Utah Sen. Mitt Romney, who has emerged as a frequent Trump critic after only a few weeks in the chamber also backed the plan.

"@POTUS has put forth a reasonable, good faith proposal that will reopen the government and help secure the border. I look forward to voting for it and will work to encourage my Republican and Democratic colleagues to do the same," Romney wrote on Twitter.

But there was immediate pushback from the far right -- in a reminder of the criticism by conservative pundits that caused Trump to pull out of a deal to keep the government open late last year.

"Trump proposes amnesty. We voted for Trump and got Jeb!" said Ann Coulter on Twitter, referring to former Florida governor and GOP presidential candidate Jeb Bush.

"100 miles of border wall in exchange for amnestying millions of illegals. So if we grant citizenship to a BILLION foreigners, maybe we can finally get a full border wall," Coulter wrote in another tweet.

Trump's proposal includes $800 million for urgent humanitarian assistance and $805 million for drug detection technology to secure ports of entry, as well additional border agents, law enforcement officials and new immigration judge teams to deal with cases of migrants crossing the US-Mexico border.

Though Trump did bring up the issue of DACA recipients, the President's refusal to offer a permanent path to citizenship is a deal breaker for Democrats.

Last year, Democratic senators worked on a deal with Republicans which offered $25 billion in border funding in exchange for a permanent path to citizenship for some 1.8 million Dreamers. Trump walked away from the offer.

In 2017, Trump's administration announced plans to phase out the DACA program, and Trump has previously said he would wait to address protections for its recipients after a Supreme Court ruling on the matter.

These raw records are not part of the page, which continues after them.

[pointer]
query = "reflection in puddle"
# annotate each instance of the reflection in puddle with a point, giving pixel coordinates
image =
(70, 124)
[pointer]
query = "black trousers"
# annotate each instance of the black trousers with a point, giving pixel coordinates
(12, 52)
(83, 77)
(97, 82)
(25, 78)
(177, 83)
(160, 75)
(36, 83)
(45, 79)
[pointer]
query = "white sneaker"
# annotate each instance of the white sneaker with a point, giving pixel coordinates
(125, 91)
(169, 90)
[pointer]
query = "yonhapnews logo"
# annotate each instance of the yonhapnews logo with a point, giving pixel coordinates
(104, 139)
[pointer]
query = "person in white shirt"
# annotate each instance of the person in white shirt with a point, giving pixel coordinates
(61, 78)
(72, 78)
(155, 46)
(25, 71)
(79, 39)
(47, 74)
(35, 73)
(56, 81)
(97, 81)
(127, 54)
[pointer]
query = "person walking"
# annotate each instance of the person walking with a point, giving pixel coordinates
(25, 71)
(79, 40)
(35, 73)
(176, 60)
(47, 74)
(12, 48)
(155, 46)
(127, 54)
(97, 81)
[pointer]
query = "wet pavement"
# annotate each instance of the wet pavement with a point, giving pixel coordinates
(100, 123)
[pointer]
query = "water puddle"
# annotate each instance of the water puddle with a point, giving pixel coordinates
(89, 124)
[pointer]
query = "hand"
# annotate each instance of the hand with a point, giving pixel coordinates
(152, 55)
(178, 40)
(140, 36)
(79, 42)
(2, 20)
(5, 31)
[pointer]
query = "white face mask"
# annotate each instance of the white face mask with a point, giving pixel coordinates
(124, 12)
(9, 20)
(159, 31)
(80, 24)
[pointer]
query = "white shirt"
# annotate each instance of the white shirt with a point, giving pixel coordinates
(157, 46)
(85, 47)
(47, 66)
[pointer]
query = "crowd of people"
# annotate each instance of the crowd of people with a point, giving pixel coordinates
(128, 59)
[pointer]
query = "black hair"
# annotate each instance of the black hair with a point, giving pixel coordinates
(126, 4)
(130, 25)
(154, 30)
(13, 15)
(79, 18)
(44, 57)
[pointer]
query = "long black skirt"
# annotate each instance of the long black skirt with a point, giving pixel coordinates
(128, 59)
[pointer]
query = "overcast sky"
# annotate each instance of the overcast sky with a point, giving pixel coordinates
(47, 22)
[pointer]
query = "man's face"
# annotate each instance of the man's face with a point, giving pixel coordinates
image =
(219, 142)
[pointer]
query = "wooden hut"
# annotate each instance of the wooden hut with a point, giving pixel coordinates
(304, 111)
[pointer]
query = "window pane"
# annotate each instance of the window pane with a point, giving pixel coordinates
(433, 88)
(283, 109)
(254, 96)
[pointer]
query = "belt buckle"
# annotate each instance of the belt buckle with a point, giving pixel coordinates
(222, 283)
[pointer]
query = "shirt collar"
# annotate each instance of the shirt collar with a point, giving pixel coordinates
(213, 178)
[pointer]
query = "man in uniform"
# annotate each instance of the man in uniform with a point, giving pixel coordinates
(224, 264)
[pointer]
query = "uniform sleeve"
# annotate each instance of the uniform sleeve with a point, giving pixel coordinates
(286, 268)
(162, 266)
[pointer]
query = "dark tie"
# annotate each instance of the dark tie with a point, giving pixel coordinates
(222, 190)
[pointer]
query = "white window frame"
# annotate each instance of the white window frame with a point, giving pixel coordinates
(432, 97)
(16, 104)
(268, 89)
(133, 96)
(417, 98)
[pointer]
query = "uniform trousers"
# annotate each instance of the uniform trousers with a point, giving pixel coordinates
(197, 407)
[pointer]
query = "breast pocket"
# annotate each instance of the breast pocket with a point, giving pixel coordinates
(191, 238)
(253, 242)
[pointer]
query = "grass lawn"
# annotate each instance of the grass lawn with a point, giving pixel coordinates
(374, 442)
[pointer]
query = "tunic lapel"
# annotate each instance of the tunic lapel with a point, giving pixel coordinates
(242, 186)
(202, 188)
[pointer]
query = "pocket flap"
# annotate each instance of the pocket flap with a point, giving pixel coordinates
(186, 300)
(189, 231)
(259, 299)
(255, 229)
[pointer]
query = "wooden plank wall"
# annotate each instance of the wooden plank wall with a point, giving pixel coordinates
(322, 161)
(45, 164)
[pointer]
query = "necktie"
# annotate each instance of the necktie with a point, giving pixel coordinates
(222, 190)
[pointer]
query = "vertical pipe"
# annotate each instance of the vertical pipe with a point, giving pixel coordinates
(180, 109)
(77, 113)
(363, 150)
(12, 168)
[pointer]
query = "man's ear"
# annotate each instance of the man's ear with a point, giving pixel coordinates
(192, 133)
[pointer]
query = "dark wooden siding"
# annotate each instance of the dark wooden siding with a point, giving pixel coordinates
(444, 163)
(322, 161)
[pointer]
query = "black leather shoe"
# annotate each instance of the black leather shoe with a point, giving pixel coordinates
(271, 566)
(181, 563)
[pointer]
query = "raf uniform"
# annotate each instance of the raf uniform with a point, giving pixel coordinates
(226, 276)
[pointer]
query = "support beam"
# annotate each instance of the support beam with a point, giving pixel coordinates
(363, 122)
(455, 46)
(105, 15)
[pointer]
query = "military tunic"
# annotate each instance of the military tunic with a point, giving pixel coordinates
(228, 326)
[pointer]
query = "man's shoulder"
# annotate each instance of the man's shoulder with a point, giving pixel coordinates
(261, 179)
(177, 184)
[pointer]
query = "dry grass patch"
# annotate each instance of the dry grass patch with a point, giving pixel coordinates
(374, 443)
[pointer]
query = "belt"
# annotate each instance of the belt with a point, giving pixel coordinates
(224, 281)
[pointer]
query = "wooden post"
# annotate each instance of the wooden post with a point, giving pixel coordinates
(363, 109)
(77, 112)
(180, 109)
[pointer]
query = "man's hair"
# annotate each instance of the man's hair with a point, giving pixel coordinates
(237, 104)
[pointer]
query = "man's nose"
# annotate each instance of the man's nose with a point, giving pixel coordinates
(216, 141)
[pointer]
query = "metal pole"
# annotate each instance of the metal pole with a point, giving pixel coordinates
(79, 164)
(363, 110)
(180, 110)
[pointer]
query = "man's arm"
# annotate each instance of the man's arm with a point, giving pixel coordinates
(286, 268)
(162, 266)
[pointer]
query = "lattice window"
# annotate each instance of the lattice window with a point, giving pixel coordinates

The makings of the proposal

A source familiar with the discussions said the President tasked his son-in-law and White House adviser Jared Kushner, acting chief of staff Mick Mulvaney and Vice President Mike Pence with working to craft a broader compromise proposal that they could present to Democrats.

The three men set out to put together a "fair and reasonable proposal," engaging with numerous members of Congress in recent weeks, before discussing the effort with Trump in recent days.

The White House wanted it to look like they had a valid reason for canceling House Speaker Nancy Pelosi's trip to Afghanistan, and feared that if there was no movement this weekend -- no meetings, no negotiations or no speeches -- it would look bad, two people familiar with the schedule told CNN.

Trump's proposal came together over the last week, with White House officials working into Friday night to hammer out the details and how Trump would lay it out in his Saturday afternoon address.

Republican Sen. Lindsey Graham of South Carolina had floated such a compromise to the President as early as late December.

Another source told CNN the plan is modeled after proposals Democrats have supported and voted for in the past in an added effort to pressure them back to the negotiating table.

Though he didn't come up with or help craft the proposal, McConnell offered suggestions over the last two days as to how to move the plan forward, a source familiar told CNN. House Republican leaders are also supportive of the move.